I awoke thinking of ashes.

No, there was not a fire inside or outside the house. I have been asked to speak at a Grief Share conference next month, and I chose the topic, “Grief After COVID.”

In the early days of COVID-19, some communities required cremation as a safety public health step. So, I was thinking about ashes.

In some parts of America, we have been averse to cremation, but during the early days of the pandemic, some were not given a choice.

My first experience with cremation was as a new pastor who was called by the funeral home to do a graveside service for someone who had been sent back to the area. As was my practice, I went by the funeral home to get the details of the person whose graveside service I would officiate.

The office was small, and as I leaned over the huge desk, I pushed aside a box that was in my line of sight. I ask the funeral director what viewing room the deceased had been placed in. He looked at me, smiled and said, “Actually, he is in the box you just moved.”

The man had been cremated and when the funeral home director reached over and picked up the box, it rattled. Nonchalantly, he said, “Don’t think they did a good job of sifting the ashes. Sounds like there’s something in there besides Mr. _________.”

In some way or another, we all end up as ashes. We may build great pyramids, or be laid out in lead-lined coffins, buried without a headstone or cremated, but in the end, we all end in ashes.

This is a common acknowledgement at funerals, with clergy often voicing a variation of a statement from The Book of Common Prayer: “We, therefore, commit this body to the ground, earth to earth, ashes to ashes, dust to dust; in sure and certain hope of the Resurrection to eternal life.”

So, knowing that, what happens in our lives between the time we are born and when we become ashes?

Genesis 3:19 puts it precisely, “By the sweat of your brow, you will eat your food until you return to the ground, since from it you were taken; for dust you are and to dust you will return.” What happens between birth and ashes is largely up to us.

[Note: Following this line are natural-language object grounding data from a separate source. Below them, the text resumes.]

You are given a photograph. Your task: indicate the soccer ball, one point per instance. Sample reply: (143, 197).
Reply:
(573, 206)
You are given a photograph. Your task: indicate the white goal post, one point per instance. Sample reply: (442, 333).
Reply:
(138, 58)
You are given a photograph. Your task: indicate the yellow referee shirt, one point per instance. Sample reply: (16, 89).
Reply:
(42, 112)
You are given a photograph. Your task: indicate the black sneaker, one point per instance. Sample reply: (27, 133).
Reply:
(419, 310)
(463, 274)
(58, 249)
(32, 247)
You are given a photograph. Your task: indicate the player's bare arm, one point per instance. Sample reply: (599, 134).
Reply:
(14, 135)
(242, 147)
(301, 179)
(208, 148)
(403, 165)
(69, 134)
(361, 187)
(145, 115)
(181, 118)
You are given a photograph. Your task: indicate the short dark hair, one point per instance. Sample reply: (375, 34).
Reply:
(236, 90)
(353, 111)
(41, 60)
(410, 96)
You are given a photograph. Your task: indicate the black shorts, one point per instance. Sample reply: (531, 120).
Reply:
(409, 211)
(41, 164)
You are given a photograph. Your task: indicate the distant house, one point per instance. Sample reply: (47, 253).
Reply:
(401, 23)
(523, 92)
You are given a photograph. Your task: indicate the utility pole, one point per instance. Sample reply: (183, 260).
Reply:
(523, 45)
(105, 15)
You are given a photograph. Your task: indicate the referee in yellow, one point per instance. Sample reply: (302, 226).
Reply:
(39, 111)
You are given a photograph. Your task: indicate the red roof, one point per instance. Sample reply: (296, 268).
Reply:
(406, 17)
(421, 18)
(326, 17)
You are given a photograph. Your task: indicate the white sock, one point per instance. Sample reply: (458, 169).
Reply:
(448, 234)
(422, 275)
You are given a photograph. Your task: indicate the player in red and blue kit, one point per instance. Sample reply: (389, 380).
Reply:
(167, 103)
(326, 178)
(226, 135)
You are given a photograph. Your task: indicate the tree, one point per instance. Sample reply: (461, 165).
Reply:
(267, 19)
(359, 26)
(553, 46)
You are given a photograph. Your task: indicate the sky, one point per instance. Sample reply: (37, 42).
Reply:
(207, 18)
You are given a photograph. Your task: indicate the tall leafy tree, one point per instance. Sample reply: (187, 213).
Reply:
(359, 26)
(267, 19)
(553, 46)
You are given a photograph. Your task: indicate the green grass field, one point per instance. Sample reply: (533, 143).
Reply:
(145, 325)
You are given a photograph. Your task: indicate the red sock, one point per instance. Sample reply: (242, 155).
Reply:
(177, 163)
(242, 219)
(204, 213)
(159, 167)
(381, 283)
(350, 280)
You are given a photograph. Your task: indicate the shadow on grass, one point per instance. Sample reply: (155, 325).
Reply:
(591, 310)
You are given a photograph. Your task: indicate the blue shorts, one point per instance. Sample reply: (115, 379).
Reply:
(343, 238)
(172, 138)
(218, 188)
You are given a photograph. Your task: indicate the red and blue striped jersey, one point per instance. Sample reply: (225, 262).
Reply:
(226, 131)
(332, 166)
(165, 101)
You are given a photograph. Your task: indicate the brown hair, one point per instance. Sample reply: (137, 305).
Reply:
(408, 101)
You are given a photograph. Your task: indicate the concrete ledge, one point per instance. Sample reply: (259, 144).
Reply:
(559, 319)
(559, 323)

During my years of living, I have buried a lot of folks. Rich or poor, church members or not, a violent death or a peaceful passing in one’s sleep, the outcome would be the same: ashes.

I have pastored some fairly wealthy folks and in their generosity, the churches were given parking lots, chimes, wings of new buildings, hymnals, and various and sundry other things. One congregation spent a pretty penny plaquing the gifts, noting the generosity of members.

At some point, it slowly dawned on me that all this stuff— as nice as it was and is— will one day be ashes.

I was serving on a trustee board that gave me the opportunity to encourage some of our more affluent members to consider gifts, which would carry no plaques but could change lives. Some listened and paid for students who could not afford a college education to get a college education.

Some wisdom accumulated in me bubbled up like an old percolator, revealing something so obvious I should have seen it years before: everything we get, make, acquire, achieve, possess, buy and store will stay in this world. The only thing that moves on from this world into the next are people.

In my part of the world, there is a particular and pronounced pattern of life that goes like this: work, acquire, gather, expand, store and then simplify, downsize, throw out, give away, sell, trade or dispose of.

Much of the years of our lives are spent gathering stuff, managing stuff and then pushing stuff out the door. So, a great question to ask is, “What have you done with your life to make a difference in the lives of others?”

What have you given or given up to help ensure folks around you to have enough?

In a world where love is often as rare as water in the desert, what have you done to foster hope with those who struggle to be hopeful?

How have you shared not only the good news of Jesus but demonstrated love and kindness like Jesus?

Because at the end, all become ashes.